Ксенофонт Ильич смотрел на него, беспокойно сверкая глазами.
— Все мы во грехе — повторил он. — Вот и я всю-то жизнь копеечку чеканил, братец ты мой. До озверения, милый ты человек, дошёл. Живого человека совсем с его хутором сел! Вот он каков есть человек, Ксенофонт Ильич! — неожиданно для самого себя добавил Артамонов.
Федосей привстал.
— Верно, Ксенофонт Ильич, верно, — прошептал он с восторгом, — ибо в писании сказано: «воззритесь на птицы небесные…»
Федосей не договорил, его перебил Ксенофонт Ильич.
— Вот он каков есть человек Ксенофонт Ильич, — торжественно произнёс он и, внезапно припав к коленям Федосея, захныкал:
— Тошно мне, Евтишенька.
Ксенофонт Ильич вздрогнул, потому что Федосей отстранил его голову с своих колен и сказал:
— Да какой же я Евтишенька, если меня Федосеем зовут.
В то же время Ксенофонту Ильичу показалось, что в глазах Федосея зажглись и мгновенно погасли лукавые предательские огоньки.

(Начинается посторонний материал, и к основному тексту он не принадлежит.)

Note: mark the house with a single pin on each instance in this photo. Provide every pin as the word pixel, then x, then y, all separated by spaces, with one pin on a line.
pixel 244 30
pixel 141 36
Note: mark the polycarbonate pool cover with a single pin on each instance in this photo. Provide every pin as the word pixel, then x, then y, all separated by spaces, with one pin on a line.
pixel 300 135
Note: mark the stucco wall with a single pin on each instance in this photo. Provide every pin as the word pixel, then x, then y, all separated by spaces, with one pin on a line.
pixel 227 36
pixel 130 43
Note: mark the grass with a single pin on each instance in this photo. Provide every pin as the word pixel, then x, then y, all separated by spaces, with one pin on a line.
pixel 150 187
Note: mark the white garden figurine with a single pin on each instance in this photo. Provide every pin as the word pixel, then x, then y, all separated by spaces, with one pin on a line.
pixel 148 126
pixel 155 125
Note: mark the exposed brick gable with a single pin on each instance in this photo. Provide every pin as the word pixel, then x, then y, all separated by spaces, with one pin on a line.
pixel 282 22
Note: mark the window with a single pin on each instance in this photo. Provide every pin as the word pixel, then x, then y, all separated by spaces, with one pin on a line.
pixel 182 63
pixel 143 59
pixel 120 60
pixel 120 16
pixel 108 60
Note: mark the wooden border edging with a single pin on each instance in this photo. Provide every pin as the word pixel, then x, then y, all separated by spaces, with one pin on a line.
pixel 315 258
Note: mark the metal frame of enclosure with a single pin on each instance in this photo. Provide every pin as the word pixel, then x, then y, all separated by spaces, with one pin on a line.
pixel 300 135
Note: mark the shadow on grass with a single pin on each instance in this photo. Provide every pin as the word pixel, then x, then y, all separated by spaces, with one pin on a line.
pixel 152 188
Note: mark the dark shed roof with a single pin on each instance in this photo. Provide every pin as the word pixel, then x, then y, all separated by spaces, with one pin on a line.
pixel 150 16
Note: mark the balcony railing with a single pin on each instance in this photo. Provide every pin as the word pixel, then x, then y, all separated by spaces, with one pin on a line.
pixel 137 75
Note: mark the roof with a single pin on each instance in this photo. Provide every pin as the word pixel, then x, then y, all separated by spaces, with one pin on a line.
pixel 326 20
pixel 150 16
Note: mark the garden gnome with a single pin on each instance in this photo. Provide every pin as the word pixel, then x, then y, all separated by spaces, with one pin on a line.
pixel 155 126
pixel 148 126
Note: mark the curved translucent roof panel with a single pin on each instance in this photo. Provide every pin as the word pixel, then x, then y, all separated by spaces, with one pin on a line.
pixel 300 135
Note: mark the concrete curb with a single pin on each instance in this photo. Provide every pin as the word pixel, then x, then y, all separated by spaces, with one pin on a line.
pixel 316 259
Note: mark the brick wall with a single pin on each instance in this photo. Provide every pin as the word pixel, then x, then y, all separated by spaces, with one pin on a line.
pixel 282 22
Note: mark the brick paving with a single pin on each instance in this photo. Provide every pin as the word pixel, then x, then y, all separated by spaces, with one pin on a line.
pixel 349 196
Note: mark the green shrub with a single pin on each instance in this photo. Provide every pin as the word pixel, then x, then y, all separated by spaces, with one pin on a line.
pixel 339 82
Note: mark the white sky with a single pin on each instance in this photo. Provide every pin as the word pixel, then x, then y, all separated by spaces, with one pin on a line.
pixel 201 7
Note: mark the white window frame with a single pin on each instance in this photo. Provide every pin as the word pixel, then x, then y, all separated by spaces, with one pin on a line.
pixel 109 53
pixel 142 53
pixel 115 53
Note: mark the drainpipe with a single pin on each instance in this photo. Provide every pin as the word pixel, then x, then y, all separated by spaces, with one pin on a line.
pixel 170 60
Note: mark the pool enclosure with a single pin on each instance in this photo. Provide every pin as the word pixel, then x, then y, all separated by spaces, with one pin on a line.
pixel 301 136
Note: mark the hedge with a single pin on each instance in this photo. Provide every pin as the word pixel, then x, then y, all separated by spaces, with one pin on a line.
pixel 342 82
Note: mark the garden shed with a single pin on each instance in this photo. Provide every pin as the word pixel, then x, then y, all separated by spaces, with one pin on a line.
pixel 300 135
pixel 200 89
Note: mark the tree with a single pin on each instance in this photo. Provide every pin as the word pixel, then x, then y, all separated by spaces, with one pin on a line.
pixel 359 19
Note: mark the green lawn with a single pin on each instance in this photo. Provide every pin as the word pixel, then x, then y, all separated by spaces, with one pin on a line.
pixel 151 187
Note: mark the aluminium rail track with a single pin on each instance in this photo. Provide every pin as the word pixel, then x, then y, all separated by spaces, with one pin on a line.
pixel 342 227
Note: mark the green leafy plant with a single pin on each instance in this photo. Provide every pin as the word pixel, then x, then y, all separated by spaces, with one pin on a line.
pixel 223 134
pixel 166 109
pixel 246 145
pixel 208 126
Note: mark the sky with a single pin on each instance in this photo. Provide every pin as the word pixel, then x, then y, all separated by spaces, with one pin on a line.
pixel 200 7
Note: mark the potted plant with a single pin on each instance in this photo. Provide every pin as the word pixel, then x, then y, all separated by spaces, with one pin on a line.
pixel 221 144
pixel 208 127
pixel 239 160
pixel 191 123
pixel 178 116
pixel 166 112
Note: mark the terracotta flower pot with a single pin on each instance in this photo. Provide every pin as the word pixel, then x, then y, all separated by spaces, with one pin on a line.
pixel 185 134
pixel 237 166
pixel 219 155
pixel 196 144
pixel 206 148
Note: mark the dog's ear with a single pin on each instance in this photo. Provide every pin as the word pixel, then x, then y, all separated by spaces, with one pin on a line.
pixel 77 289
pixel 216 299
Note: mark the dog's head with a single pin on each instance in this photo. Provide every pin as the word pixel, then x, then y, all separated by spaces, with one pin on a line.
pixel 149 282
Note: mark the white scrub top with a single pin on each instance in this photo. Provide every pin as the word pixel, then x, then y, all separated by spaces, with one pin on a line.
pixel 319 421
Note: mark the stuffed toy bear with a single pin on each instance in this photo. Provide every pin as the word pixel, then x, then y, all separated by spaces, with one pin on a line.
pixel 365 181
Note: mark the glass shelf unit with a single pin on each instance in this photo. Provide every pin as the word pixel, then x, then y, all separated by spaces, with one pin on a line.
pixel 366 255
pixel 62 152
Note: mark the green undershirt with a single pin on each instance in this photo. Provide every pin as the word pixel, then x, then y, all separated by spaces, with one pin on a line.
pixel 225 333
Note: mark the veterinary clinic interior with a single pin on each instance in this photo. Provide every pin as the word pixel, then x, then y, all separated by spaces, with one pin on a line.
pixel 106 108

— Разбойник! — крикнул Артамонов, чувствуя, что его подвели, и приходя в сильное раздражение. — Живорез, предатель! Все вы заодно, мерзавцы и злоумышленники!

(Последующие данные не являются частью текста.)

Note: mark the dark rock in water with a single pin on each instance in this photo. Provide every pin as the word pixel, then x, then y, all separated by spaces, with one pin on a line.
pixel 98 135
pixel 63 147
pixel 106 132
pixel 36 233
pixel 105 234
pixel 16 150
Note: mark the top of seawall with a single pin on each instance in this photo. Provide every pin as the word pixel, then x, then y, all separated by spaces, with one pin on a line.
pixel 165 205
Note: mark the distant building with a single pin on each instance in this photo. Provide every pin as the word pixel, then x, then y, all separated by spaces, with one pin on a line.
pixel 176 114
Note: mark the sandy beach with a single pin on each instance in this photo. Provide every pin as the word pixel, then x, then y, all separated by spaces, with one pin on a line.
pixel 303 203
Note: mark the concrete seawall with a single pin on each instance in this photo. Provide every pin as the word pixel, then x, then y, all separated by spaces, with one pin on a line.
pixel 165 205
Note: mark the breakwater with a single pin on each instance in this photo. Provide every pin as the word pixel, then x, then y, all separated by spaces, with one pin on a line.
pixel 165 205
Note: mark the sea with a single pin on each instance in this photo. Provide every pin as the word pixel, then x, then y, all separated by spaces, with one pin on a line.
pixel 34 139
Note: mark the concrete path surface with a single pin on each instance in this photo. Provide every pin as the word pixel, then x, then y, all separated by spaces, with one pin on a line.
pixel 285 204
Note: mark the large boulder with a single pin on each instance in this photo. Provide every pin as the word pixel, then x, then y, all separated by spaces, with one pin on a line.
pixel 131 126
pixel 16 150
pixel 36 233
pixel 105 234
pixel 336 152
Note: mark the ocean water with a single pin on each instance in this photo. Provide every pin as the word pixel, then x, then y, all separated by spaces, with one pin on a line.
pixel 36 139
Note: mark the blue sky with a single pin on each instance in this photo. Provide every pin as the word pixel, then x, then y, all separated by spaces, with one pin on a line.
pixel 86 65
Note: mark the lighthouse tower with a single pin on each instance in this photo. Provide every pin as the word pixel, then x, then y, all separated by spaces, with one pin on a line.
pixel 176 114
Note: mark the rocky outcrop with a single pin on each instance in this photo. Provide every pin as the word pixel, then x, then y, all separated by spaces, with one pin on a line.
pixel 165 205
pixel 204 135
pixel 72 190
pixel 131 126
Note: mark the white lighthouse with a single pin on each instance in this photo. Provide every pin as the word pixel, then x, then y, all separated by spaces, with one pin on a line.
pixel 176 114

Он порывисто встал и вышел из конюшни, чувствуя в сердце приступ бешеной злобы.
— Все вы подлецы, — шептал он, еле удерживаясь, чтобы не заплеваться от охватившего его презрения к людям.

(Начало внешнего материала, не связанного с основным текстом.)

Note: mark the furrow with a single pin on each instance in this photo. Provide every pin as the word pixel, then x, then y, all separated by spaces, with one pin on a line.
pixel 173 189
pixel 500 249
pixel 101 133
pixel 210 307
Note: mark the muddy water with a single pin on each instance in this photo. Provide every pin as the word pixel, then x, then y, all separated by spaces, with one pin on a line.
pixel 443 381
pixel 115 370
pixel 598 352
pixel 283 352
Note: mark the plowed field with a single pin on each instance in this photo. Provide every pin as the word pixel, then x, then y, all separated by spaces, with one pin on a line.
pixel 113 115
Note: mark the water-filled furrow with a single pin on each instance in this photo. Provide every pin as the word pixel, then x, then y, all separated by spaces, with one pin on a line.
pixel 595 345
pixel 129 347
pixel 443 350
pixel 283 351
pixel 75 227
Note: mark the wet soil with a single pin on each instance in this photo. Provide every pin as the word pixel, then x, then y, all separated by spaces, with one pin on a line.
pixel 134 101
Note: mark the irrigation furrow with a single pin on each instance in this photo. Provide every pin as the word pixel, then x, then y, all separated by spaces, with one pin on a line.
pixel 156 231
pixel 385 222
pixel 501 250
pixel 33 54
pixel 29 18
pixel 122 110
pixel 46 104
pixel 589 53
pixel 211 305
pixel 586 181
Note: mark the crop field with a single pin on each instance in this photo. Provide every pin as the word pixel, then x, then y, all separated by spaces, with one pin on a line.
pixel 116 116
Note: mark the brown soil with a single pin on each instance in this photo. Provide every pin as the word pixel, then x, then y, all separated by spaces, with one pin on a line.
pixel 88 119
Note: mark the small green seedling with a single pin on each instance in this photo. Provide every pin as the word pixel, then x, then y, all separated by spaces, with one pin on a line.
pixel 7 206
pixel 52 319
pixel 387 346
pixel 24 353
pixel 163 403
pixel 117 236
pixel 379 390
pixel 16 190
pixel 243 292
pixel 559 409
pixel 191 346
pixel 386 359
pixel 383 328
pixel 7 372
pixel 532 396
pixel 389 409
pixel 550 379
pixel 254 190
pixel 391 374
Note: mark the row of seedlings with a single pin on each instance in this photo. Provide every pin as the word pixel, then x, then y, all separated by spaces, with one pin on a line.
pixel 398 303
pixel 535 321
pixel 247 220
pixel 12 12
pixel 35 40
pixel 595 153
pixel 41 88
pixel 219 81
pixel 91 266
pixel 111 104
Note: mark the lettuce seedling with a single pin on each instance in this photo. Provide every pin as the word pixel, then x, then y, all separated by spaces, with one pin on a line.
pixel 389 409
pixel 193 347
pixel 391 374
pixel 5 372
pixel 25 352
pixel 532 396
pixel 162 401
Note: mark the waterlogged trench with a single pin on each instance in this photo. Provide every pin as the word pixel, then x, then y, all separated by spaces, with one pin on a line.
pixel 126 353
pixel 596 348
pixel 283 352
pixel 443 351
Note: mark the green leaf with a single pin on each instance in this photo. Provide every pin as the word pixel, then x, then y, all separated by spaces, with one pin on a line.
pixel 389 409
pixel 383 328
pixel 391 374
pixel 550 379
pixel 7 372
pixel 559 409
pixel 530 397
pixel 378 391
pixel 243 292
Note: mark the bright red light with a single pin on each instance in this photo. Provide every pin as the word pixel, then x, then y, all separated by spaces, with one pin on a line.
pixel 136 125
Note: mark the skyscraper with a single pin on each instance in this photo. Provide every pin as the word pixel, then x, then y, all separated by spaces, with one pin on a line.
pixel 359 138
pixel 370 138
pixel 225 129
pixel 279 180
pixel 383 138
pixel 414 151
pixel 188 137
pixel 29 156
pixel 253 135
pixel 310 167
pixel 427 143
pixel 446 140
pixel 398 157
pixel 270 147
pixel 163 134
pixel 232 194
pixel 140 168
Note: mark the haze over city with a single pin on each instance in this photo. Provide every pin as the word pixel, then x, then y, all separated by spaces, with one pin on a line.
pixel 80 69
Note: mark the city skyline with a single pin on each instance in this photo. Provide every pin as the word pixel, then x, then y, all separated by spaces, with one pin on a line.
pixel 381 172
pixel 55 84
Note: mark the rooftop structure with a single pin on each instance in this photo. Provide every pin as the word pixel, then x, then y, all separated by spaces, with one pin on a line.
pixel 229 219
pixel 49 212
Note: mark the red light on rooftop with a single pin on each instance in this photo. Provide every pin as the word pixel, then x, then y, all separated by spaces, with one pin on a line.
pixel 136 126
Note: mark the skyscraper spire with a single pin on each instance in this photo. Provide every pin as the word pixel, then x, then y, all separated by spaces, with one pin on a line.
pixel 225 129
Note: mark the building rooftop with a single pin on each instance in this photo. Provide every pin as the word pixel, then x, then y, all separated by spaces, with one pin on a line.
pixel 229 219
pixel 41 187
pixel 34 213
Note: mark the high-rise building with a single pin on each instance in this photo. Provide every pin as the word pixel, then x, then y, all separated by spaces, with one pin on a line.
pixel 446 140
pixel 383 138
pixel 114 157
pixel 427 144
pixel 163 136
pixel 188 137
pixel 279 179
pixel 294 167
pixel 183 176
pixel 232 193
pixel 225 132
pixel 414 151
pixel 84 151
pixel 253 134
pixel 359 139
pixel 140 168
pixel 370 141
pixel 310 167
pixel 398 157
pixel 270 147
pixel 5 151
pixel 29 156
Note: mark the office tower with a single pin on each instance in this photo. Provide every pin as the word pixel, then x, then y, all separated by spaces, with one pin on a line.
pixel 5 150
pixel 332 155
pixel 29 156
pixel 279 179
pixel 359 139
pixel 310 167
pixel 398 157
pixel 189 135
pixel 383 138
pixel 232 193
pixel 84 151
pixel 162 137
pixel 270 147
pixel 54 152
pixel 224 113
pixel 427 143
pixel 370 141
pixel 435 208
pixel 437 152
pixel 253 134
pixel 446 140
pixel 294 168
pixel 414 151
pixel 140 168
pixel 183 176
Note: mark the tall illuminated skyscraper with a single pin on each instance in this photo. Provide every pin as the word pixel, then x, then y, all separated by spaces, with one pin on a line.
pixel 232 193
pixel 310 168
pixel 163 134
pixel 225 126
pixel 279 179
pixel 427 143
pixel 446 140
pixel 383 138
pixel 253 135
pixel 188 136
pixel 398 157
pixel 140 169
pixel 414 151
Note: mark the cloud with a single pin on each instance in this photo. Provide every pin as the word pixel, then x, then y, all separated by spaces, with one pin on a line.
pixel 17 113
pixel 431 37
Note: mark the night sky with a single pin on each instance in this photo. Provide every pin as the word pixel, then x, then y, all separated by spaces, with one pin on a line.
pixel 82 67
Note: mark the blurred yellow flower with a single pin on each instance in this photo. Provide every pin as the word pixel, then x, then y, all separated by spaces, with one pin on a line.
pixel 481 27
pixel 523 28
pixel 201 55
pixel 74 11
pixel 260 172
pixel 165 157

— Все вы подлецы из одного теста сделаны. Евтишенька теперь с сотоварищем каторжным в саду, в бурьяне, сидит, нож на меня точит, Агафья Данильевна сладко спит, разметалась, Евтишеньку, острожную душу, в объятия к себе ждёт, а Федосеюшка, блаженный разбойничек, взялся у них страх на меня нагонять, словами-наговорами разум мой затемнять. Только врёте, злоумышленники, голыми руками меня не возьмёте, скользок я и увёртлив! Смотрите, свои головы на плечах берегите, крепко ли они у вас к плечам приставлены, поглядывайте. Палка-то, родимые, о двух концах! В револьвере-то, милые, шесть пуль!
Ксенофонт Ильич, нашёптывая всё это, уже ходил из угла в угол по кабинету на цыпочках, с презрительной усмешкой па бледных губах и скрестив за спиною руки. Его глаза беспокойно перебегали с предмета на предмет. Ксенофонт Ильич почесал бритый подбородок и внезапно остановился у окна. В саду, в бурьяннике, он увидел вспыхнувший огонёк. Огонёк вспыхнул, затрепетал, как бабочка крыльями, затем сделал дугообразное движение и превратился в светящуюся точку. Ксенофонт Ильич в минуту сообразил в чем дело. «В бурьяннике, — подумал он, — сидит Евтишка и закуривает папироску». Он злобно улыбнулся и прошептал:
— Палка-то, миленький, о двух концах.
Он хотел было двинуться с места. Ему пришло в голову прокрасться в сад, открыть логовище Евтишки и пристрелить его как бешеную собаку. Он оправил на себе пиджак и опустил в карман руку, чтобы освидетельствовать, хорошо ли заряжен его револьвер, но револьвера в его кармане не оказалось. Ксенофонт Ильич засуетился, заметался по комнате, беспокойно сверкая глазами и ища утерянный револьвер. «Куда бы он запропастился?» — думал он и, наконец, сообразив, в испуге остановился посреди комнаты.